The government is working hard to improve its understanding of Artificial Intelligence in transport, its potential and its dangers, as it looks to work out how to best use the technology.
Giving the keynote address at the Transport Technology Forum Conference in Leeds, the Department for Transport’s Deputy Chief Scientific Adviser, Dr Annette Pass talked about how technology can suddenly cause us to pivot how we look to the future, and AI is one such example.
“I think one of the things that is really important for us to do is to within our sector, is have a better understanding of what AI is, what it does, and how we use it,” she said, as she pointed to the Government’s £100 million investment into an AI task force looking at how the UK can have its own foundation language models.
“There was a news story about people being fearful about AI developing its own consciousness, that people who are working in AI should have consciousness training,” she said. “But in reality we are all using AI already – it’s in our phones whenever you text somebody and you see that predictive text bot, that’s what ChatGPT is doing, except it’s using the whole internet to help you.

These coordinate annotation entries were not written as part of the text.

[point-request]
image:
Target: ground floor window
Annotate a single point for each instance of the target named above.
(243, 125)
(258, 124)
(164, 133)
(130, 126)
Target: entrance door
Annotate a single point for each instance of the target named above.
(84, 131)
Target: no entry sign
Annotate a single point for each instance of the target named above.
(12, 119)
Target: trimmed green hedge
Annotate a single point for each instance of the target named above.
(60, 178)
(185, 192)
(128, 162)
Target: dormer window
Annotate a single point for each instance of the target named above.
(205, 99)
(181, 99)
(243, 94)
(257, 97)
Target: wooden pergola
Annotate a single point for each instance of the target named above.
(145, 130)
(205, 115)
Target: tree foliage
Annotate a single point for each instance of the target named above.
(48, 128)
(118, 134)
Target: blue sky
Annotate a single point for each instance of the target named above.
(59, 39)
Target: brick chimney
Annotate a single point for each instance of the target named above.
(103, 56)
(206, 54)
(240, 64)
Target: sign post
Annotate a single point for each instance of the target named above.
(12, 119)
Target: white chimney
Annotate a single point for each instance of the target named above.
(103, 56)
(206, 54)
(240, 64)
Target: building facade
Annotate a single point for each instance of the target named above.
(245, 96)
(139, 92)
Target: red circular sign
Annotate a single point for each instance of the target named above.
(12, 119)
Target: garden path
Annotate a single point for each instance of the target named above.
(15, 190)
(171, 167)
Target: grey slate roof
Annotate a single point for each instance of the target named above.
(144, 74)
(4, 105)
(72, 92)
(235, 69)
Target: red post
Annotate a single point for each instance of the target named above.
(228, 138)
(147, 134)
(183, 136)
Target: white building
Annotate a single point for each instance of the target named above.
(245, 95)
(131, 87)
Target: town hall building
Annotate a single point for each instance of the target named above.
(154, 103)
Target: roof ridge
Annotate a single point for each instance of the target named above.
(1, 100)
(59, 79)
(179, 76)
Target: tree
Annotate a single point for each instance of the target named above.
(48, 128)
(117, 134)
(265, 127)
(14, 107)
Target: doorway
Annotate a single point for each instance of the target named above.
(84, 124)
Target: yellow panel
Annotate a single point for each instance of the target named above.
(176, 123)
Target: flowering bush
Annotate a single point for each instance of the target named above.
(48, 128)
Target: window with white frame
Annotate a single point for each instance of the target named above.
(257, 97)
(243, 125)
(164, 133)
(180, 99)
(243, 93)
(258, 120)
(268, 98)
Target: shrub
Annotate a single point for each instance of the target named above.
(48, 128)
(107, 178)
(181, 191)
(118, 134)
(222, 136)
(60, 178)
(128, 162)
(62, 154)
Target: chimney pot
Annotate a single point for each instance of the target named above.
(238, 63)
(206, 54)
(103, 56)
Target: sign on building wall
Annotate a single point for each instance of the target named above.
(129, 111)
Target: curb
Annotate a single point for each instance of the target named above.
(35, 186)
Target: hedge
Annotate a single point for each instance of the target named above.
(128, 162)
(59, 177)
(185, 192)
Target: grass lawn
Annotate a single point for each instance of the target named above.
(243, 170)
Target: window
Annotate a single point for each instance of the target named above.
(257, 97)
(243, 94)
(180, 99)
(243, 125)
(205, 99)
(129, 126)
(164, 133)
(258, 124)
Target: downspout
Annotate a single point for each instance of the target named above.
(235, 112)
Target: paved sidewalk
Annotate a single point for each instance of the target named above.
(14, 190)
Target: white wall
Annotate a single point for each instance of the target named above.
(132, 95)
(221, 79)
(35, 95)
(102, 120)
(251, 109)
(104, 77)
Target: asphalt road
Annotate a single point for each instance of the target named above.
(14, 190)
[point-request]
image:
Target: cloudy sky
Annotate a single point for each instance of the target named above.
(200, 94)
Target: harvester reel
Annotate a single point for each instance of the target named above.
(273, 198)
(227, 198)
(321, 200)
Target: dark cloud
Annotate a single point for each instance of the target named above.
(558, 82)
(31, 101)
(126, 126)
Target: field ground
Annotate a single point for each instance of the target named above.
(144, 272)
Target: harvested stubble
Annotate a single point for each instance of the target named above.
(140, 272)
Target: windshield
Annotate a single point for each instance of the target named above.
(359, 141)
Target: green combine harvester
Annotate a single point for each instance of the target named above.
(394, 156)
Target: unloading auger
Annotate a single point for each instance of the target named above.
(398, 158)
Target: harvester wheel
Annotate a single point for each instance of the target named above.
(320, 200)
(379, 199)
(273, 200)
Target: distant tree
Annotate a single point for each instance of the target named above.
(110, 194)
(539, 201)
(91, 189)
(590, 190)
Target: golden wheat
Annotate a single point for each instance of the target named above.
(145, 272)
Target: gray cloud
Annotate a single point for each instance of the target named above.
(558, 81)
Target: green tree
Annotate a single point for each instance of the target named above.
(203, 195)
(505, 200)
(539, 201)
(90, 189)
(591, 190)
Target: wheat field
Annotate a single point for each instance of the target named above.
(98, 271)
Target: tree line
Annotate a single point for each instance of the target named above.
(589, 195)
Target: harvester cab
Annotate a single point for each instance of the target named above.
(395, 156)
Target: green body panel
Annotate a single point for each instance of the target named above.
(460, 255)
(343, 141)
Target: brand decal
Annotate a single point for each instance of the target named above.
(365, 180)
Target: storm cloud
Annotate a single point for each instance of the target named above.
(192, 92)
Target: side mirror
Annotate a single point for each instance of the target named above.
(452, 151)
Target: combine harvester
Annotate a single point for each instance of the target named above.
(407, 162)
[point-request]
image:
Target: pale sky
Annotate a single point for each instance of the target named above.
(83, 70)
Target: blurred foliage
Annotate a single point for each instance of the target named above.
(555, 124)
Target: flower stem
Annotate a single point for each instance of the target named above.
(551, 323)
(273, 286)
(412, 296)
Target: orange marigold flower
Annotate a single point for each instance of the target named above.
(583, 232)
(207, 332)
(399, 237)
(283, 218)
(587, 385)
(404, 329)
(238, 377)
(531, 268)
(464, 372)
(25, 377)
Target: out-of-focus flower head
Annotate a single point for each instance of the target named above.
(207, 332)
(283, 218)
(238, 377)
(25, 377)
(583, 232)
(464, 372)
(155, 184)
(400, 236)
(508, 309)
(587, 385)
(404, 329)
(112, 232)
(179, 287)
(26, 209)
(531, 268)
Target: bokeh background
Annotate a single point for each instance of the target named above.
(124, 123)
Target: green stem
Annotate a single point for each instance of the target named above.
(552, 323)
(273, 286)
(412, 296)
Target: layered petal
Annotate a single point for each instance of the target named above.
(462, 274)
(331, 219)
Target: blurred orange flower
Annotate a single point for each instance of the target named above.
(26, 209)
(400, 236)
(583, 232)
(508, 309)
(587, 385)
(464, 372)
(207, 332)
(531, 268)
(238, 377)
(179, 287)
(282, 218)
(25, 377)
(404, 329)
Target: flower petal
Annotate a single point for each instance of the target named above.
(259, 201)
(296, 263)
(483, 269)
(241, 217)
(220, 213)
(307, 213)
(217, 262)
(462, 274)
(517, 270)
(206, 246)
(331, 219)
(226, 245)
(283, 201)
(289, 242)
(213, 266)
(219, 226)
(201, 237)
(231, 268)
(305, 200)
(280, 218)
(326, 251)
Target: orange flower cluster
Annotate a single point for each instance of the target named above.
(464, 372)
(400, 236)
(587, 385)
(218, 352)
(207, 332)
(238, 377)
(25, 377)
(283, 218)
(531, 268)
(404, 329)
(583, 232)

But it’s true there are areas in which AI is developing that we need to be very, very careful about.”
In her address, Dr Pass talked about how we are using a transport infrastructure that is more than a hundred years old, with a personal mobility model which has been built at the cost to the environment. “We need to keep people moving, keep Britain moving while not impacting on the environment,” she said. “We need to be much more complex on types of mobility, types of fuel.”
Dr Pass said that, in her opinion, transport IS technology, and that technology really supports transport. “We all now take for granted knowing where our deliveries are, where our train or bus is, where our family are,” she said. “We can find information online, and rehearse our journeys, which makes public transport more accessible to more people.”
“We are seeing transport as a system, and my role is to look at science, innovation and technology across the DfT,” she said, pointing to recent publications “Areas of research interest” which looks to improve transport for the user, reduce environmental impacts, grow and level up the economy and increase increase our global impact, while she also discussed how much data being generated, mainly by users and vehicles but also our own transport networks and how that fits into the new Transport Data Strategy.
“There is a lot to be said for releasing data to developers, as TfL has done,” Dr Pass explained. “But with great power comes great responsibility. We need to consider, is our data good enough? Sometimes we are reluctant to share data until we are really happy with it, so we need to be clear about confidence levels in data.”